Thunderbolt and Lightfoot

Republished from the show notes of my other site, Fuds on Film.

The unusually named film sees a young tea leaf tearing out of a car showroom in a half inched motor. This is Lightfoot (Jeff Bridges), solving half of the film’s naming conundrum. He soon picks up what seems to be a preacher running away from an assassin, but who in the fullness of time is revealed as a notorious bank robber nicknamed Thunderbolt (Clint Eastwood), thus solving our paragraph long national nightmare of why this film is named the way it is.

Thunderbolt’s been hiding out as his former gang members are hunting him down, wrongly convinced that he’s swindled them out of their cut, although frankly explaining why they’re wrong would take more time than would be worth.

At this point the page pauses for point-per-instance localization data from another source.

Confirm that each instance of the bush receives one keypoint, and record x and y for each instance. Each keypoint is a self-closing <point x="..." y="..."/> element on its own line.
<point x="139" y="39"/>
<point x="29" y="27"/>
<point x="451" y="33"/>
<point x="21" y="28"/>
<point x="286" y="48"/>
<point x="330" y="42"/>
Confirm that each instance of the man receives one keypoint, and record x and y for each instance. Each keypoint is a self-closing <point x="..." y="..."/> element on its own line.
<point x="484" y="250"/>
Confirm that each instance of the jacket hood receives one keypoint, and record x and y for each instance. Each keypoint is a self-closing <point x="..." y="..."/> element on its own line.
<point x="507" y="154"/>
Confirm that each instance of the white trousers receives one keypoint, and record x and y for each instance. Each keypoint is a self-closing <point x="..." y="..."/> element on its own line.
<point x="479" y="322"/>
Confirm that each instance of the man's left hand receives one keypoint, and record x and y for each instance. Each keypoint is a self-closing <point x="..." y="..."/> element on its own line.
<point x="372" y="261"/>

The initial stages of the film have Lightfoot and Thunderbolt, and boy do these character names not get less annoying to say the further on this goes, running from the gang members tracking them down, Red Leary (George Kennedy) and the Eddie Goody (Geoffrey Lewis), in something that’s halfway between a chase movie and a road trip. This pivots somewhat abruptly once Red and Eddie corner our protagonists, once Thunderbolt convinces them that he hadn’t double crossed them and Lightfoot suggests a repeat (more or less) performance of their previous heist.

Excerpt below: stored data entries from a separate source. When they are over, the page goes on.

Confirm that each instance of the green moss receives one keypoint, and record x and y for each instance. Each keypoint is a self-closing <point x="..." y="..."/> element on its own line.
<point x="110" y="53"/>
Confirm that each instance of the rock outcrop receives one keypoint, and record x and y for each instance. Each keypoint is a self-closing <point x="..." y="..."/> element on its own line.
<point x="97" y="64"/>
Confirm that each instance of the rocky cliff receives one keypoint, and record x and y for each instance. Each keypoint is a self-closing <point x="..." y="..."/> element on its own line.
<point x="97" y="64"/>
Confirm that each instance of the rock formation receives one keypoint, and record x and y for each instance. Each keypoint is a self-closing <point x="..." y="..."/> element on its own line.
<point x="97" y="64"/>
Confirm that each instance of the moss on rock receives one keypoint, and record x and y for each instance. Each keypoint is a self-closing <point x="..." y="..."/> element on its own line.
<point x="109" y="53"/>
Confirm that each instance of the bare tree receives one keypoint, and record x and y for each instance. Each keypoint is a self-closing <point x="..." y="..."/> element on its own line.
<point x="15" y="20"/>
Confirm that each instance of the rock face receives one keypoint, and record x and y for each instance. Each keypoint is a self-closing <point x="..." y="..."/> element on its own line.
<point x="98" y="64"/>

Red and Eddie agree after a bit of arm twisting, but there’s always a question of whether they all really trust one another, leading to the inevitable double crosses and some tone-destroyingly grizzly or plain sad ends for a film that’s been a lighthearted knockabout caper, at least until the final reel.

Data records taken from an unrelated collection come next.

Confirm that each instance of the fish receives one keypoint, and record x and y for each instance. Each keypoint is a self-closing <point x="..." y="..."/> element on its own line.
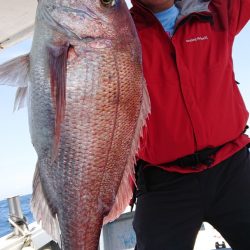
<point x="88" y="104"/>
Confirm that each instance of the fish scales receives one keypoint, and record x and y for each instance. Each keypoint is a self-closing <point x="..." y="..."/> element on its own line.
<point x="84" y="180"/>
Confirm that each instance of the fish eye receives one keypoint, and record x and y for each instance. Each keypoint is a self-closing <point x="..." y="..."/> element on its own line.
<point x="108" y="3"/>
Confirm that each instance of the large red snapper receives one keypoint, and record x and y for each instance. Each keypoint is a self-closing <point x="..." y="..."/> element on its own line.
<point x="87" y="103"/>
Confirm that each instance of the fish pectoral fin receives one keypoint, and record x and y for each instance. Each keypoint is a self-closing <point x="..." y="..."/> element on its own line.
<point x="42" y="211"/>
<point x="15" y="72"/>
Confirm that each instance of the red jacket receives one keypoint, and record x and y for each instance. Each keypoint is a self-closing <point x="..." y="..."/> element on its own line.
<point x="195" y="101"/>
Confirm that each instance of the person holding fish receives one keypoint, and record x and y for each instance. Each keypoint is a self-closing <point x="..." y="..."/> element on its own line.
<point x="194" y="162"/>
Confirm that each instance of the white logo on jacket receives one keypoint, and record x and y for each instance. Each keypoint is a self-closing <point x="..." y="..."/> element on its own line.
<point x="197" y="39"/>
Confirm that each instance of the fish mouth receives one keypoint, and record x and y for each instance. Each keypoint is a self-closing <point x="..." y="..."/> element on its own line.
<point x="66" y="20"/>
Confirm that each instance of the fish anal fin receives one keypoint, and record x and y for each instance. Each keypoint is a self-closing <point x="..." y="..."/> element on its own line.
<point x="21" y="95"/>
<point x="57" y="55"/>
<point x="42" y="211"/>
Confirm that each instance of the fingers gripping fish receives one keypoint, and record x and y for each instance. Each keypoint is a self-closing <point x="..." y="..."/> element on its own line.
<point x="87" y="104"/>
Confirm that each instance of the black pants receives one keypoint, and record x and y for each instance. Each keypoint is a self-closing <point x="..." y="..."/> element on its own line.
<point x="171" y="207"/>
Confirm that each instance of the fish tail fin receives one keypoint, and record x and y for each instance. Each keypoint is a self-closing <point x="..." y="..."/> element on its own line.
<point x="58" y="66"/>
<point x="42" y="211"/>
<point x="15" y="73"/>
<point x="20" y="98"/>
<point x="125" y="191"/>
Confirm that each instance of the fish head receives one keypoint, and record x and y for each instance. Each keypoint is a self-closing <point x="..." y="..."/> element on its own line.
<point x="100" y="23"/>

That said, the severe tonal whiplash towards the end is the only thing that sticks out in Cimino’s debut directorial feature as an outright misstep. The story is on the thin side, but serviceable, but I’d probably be singing a different tune if Eastwood and Bridges weren’t in the central roles as an awful lot of this movie is coasting by on their charisma alone to fill out some narrative minimalism.

As first films go, it’s a pretty solid and enjoyable effort. It’s not, however, one that demands viewing from a historical perspective, but it’s an enjoyable diversion should you stumble upon it.